La situation sécuritaire et humanitaire continue de se détériorer dans l’est de la République démocratique du Congo (RDC). Devant le Conseil de sécurité des Nations Unies, le Représentant spécial du Secrétaire général de l’ONU en RDC et chef de l’Organisation des Nations Unies pour la stabilisation en République démocratique du Congo (MONUSCO), James Swan a dressé vendredi 26 juin 2026 soir un tableau préoccupant de la crise qui affecte les provinces du Nord-Kivu et de l’Ituri.
Selon les chiffres présentés par la mission onusienne, au moins 632 civils ont été tués depuis le 19 mars 2026 dans les violences liées aux conflits armés qui secouent l’est du pays. Au cours de la même période, le Bureau conjoint des Nations Unies aux droits de l’homme a recensé 1 221 violations des droits humains, touchant près de 3 000 victimes.
Parmi ces violations figurent de nombreux cas de violences sexuelles attribués aussi bien aux groupes armés qu’à certains membres des forces de sécurité congolaises. Les données présentées font état de 392 femmes et 378 enfants parmi les victimes enregistrées.
La MONUSCO s’inquiète particulièrement de la reprise des attaques menées par les . En Ituri, ce groupe armé est tenu responsable de la mort de 287 civils, dont 44 femmes, depuis le dernier rapport présenté au Conseil de sécurité.
Au Nord-Kivu, où une relative accalmie avait été observée au début de l’année, les violences ont repris ces dernières semaines. La mission onusienne rapporte que 66 civils ont été tués, parmi lesquels 17 femmes et trois enfants.

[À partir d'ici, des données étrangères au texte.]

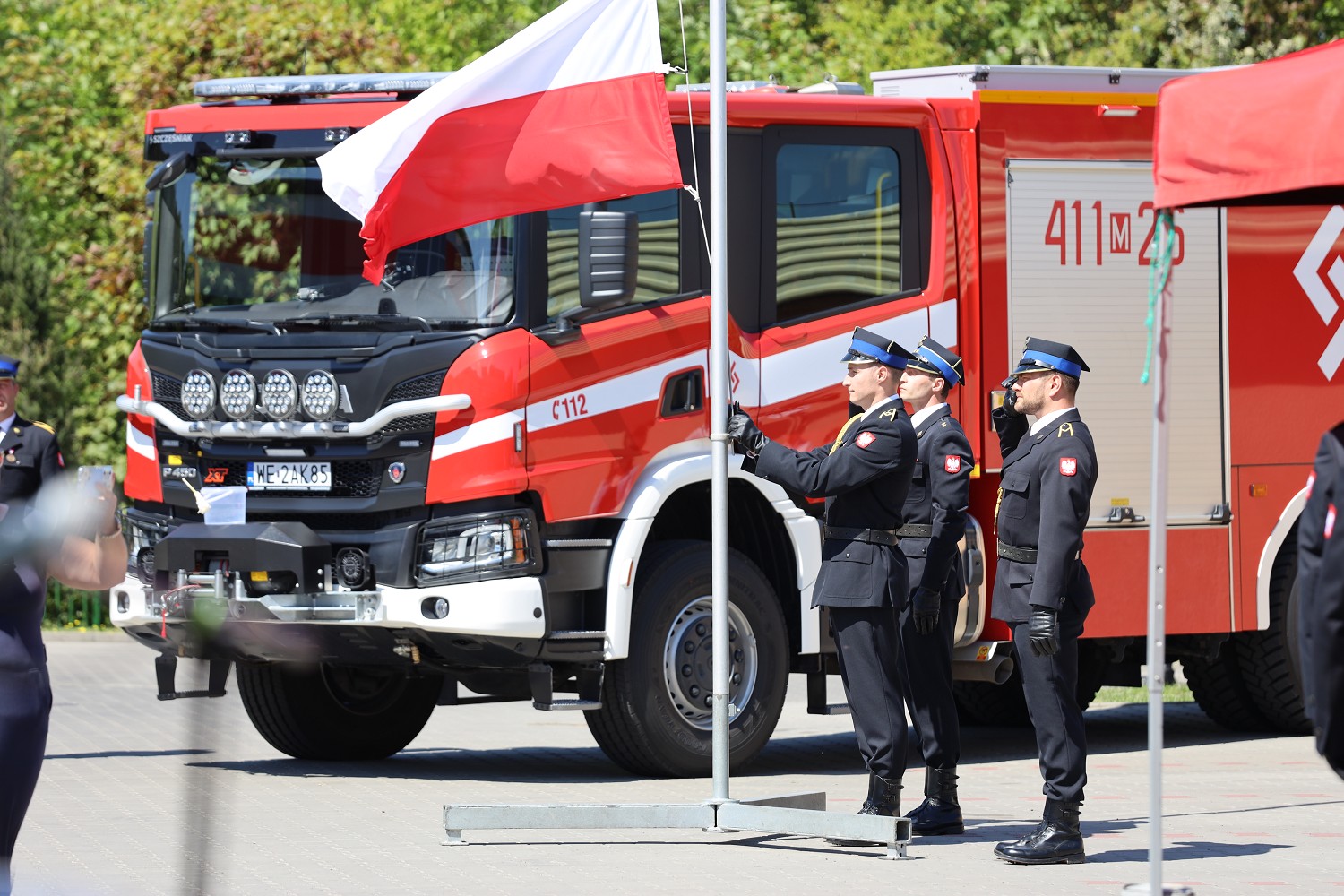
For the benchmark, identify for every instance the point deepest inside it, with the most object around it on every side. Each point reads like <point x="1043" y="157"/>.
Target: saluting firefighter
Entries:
<point x="1320" y="578"/>
<point x="865" y="477"/>
<point x="935" y="521"/>
<point x="1042" y="589"/>
<point x="29" y="452"/>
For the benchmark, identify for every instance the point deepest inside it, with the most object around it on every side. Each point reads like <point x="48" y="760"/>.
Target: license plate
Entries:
<point x="289" y="476"/>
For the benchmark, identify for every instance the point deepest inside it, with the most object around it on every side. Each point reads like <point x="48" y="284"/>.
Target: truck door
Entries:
<point x="1081" y="241"/>
<point x="844" y="244"/>
<point x="626" y="384"/>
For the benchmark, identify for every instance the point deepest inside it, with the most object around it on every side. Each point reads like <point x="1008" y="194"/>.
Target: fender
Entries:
<point x="1287" y="520"/>
<point x="674" y="469"/>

Face à cette situation, la MONUSCO affirme avoir renforcé son dispositif malgré les contraintes budgétaires qui affectent les opérations de maintien de la paix des Nations Unies. Plus de 2 100 patrouilles conjointes ont été menées avec les Forces armées de la RDC (FARDC), tandis que des bases opérationnelles mobiles ont été déployées dans plusieurs zones considérées comme à haut risque.
La mission indique également poursuivre son appui aux mécanismes locaux de résolution des conflits, notamment en Ituri où certains progrès ont été enregistrés dans le dialogue entre groupes armés et communautés locales.

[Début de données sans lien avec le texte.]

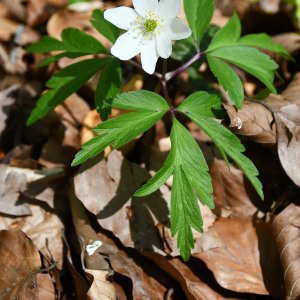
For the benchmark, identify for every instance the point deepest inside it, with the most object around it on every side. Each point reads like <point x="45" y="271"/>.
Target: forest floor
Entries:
<point x="78" y="233"/>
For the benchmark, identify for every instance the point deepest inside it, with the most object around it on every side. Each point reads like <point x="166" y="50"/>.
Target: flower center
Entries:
<point x="150" y="25"/>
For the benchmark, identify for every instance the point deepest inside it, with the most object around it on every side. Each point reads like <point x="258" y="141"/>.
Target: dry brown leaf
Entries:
<point x="62" y="145"/>
<point x="288" y="131"/>
<point x="81" y="20"/>
<point x="254" y="121"/>
<point x="20" y="264"/>
<point x="108" y="196"/>
<point x="286" y="227"/>
<point x="101" y="288"/>
<point x="12" y="185"/>
<point x="16" y="8"/>
<point x="232" y="251"/>
<point x="37" y="12"/>
<point x="148" y="281"/>
<point x="92" y="260"/>
<point x="230" y="194"/>
<point x="133" y="220"/>
<point x="292" y="91"/>
<point x="193" y="287"/>
<point x="291" y="42"/>
<point x="80" y="283"/>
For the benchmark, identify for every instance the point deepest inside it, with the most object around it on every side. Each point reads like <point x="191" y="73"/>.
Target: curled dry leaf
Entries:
<point x="232" y="249"/>
<point x="108" y="196"/>
<point x="80" y="20"/>
<point x="64" y="142"/>
<point x="254" y="121"/>
<point x="292" y="93"/>
<point x="291" y="42"/>
<point x="20" y="264"/>
<point x="12" y="185"/>
<point x="101" y="288"/>
<point x="286" y="227"/>
<point x="6" y="101"/>
<point x="148" y="281"/>
<point x="133" y="220"/>
<point x="288" y="131"/>
<point x="231" y="197"/>
<point x="193" y="286"/>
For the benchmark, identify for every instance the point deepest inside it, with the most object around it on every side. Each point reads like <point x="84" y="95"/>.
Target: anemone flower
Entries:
<point x="151" y="26"/>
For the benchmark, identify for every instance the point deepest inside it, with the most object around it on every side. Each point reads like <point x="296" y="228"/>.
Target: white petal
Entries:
<point x="164" y="45"/>
<point x="177" y="30"/>
<point x="126" y="47"/>
<point x="121" y="17"/>
<point x="168" y="8"/>
<point x="141" y="5"/>
<point x="149" y="57"/>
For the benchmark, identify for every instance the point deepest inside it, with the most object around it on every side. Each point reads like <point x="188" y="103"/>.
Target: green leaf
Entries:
<point x="228" y="143"/>
<point x="119" y="130"/>
<point x="184" y="50"/>
<point x="55" y="58"/>
<point x="106" y="28"/>
<point x="228" y="35"/>
<point x="228" y="79"/>
<point x="75" y="40"/>
<point x="190" y="157"/>
<point x="159" y="178"/>
<point x="140" y="101"/>
<point x="109" y="86"/>
<point x="64" y="83"/>
<point x="199" y="14"/>
<point x="251" y="60"/>
<point x="45" y="44"/>
<point x="205" y="104"/>
<point x="185" y="212"/>
<point x="263" y="41"/>
<point x="190" y="174"/>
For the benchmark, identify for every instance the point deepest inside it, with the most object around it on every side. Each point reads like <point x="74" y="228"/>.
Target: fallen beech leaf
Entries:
<point x="80" y="20"/>
<point x="148" y="281"/>
<point x="288" y="131"/>
<point x="20" y="265"/>
<point x="230" y="193"/>
<point x="232" y="251"/>
<point x="108" y="195"/>
<point x="192" y="285"/>
<point x="292" y="92"/>
<point x="47" y="233"/>
<point x="85" y="230"/>
<point x="16" y="8"/>
<point x="254" y="121"/>
<point x="291" y="42"/>
<point x="11" y="186"/>
<point x="64" y="142"/>
<point x="37" y="12"/>
<point x="6" y="101"/>
<point x="286" y="227"/>
<point x="101" y="288"/>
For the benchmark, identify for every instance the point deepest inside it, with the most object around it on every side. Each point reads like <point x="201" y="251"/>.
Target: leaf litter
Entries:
<point x="135" y="257"/>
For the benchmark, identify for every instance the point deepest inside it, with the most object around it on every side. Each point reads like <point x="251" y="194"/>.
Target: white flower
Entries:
<point x="151" y="26"/>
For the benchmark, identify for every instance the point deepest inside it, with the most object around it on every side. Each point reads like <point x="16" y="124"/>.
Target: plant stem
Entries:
<point x="164" y="82"/>
<point x="172" y="74"/>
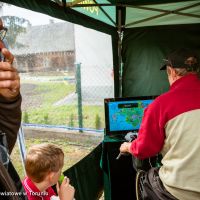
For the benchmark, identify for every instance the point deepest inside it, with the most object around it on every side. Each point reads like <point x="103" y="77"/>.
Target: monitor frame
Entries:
<point x="120" y="99"/>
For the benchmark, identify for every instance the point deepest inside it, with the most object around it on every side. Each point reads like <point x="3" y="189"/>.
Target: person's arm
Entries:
<point x="65" y="190"/>
<point x="10" y="99"/>
<point x="151" y="135"/>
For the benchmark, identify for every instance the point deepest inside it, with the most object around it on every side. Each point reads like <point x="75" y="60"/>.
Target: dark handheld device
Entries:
<point x="129" y="137"/>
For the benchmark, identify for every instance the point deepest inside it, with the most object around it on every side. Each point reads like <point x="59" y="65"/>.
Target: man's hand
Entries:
<point x="125" y="147"/>
<point x="65" y="191"/>
<point x="9" y="78"/>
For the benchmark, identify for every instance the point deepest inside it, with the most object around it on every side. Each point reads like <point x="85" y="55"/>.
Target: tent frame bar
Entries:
<point x="165" y="12"/>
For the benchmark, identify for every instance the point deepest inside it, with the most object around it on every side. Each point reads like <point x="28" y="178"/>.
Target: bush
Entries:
<point x="71" y="120"/>
<point x="46" y="119"/>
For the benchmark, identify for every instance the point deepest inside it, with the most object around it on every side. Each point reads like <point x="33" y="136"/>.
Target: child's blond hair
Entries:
<point x="42" y="159"/>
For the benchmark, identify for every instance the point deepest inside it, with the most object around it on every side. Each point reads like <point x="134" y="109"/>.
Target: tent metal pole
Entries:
<point x="120" y="50"/>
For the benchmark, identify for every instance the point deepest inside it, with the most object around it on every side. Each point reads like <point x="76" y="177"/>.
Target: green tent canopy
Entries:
<point x="143" y="32"/>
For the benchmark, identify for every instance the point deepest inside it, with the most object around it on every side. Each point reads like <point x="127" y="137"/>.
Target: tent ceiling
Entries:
<point x="137" y="13"/>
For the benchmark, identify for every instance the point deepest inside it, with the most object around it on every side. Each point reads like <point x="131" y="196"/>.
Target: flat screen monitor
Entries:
<point x="123" y="115"/>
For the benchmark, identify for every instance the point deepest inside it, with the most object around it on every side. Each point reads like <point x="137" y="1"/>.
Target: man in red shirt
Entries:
<point x="171" y="126"/>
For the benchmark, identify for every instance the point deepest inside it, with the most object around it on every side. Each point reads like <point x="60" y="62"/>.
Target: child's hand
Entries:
<point x="65" y="190"/>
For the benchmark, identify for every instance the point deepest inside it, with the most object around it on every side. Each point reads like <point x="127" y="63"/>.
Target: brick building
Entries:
<point x="46" y="48"/>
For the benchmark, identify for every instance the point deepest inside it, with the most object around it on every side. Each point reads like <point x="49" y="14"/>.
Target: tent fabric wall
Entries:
<point x="143" y="52"/>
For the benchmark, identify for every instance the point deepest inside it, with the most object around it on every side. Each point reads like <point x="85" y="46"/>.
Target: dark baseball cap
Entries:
<point x="182" y="58"/>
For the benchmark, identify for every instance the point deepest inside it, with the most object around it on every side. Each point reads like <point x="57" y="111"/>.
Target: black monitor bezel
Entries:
<point x="117" y="99"/>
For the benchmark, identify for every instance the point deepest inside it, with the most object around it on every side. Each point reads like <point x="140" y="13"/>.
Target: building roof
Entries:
<point x="52" y="37"/>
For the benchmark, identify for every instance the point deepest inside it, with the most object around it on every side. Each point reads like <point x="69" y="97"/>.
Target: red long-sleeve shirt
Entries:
<point x="171" y="125"/>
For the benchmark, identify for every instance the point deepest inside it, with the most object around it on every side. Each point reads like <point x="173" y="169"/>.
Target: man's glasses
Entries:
<point x="3" y="33"/>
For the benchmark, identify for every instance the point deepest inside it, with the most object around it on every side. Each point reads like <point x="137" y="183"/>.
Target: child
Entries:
<point x="43" y="166"/>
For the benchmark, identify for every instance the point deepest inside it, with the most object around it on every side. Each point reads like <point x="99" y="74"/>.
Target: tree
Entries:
<point x="15" y="25"/>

Au-delà des défis sécuritaires, James Swan a lancé un appel aux acteurs politiques congolais afin qu’ils privilégient le dialogue et la recherche d’un consensus sur les grandes questions nationales.
Le chef de la MONUSCO a insisté sur la nécessité de préserver l’espace civique et les libertés fondamentales, estimant que le dialogue inclusif demeure un élément essentiel pour renforcer la cohésion nationale dans un contexte marqué par des tensions politiques croissantes.
Sur le plan humanitaire, les Nations Unies décrivent une situation alarmante. Selon les données présentées au Conseil de sécurité, près de 27 millions de Congolais souffrent actuellement d’insécurité alimentaire, soit plus d’un quart de la population du pays.
Le plan de réponse humanitaire pour l’année 2026 vise à assister 7,3 millions de personnes et nécessite un financement de 1,4 milliard de dollars américains. Toutefois, ce programme n’est financé qu’à hauteur de 53 %, limitant les capacités d’intervention des organisations humanitaires.
« Je remercie les donateurs pour leur générosité et les appelle à financer pleinement ce plan pour répondre aux besoins aigus de la RDC », a déclaré James Swan devant les membres du Conseil de sécurité.
Le responsable onusien a également attiré l’attention sur la fermeture prolongée des banques à Goma ainsi que des aéroports de Goma et de Kavumu, des infrastructures jugées essentielles pour l’acheminement de l’aide humanitaire dans les zones affectées par les conflits.
La MONUSCO a enfin dénoncé la multiplication des attaques contre les acteurs humanitaires.Depuis janvier 2026, quatre travailleurs humanitaires ont été tués en RDC, illustrant les risques croissants auxquels sont confrontées les organisations d’assistance sur le terrain.
Condamnant fermement ces violences, James Swan a appelé l’ensemble des parties impliquées dans le conflit à garantir la protection des civils et du personnel humanitaire, tout en facilitant l’accès aux populations vulnérables.
Notons que, alors que les combats persistent dans plusieurs territoires du Nord-Kivu et de l’Ituri, les Nations Unies redoutent une aggravation de la crise humanitaire et sécuritaire si des mesures urgentes ne sont pas prises pour protéger les populations civiles et favoriser le retour de la stabilité dans l’est de la RDC.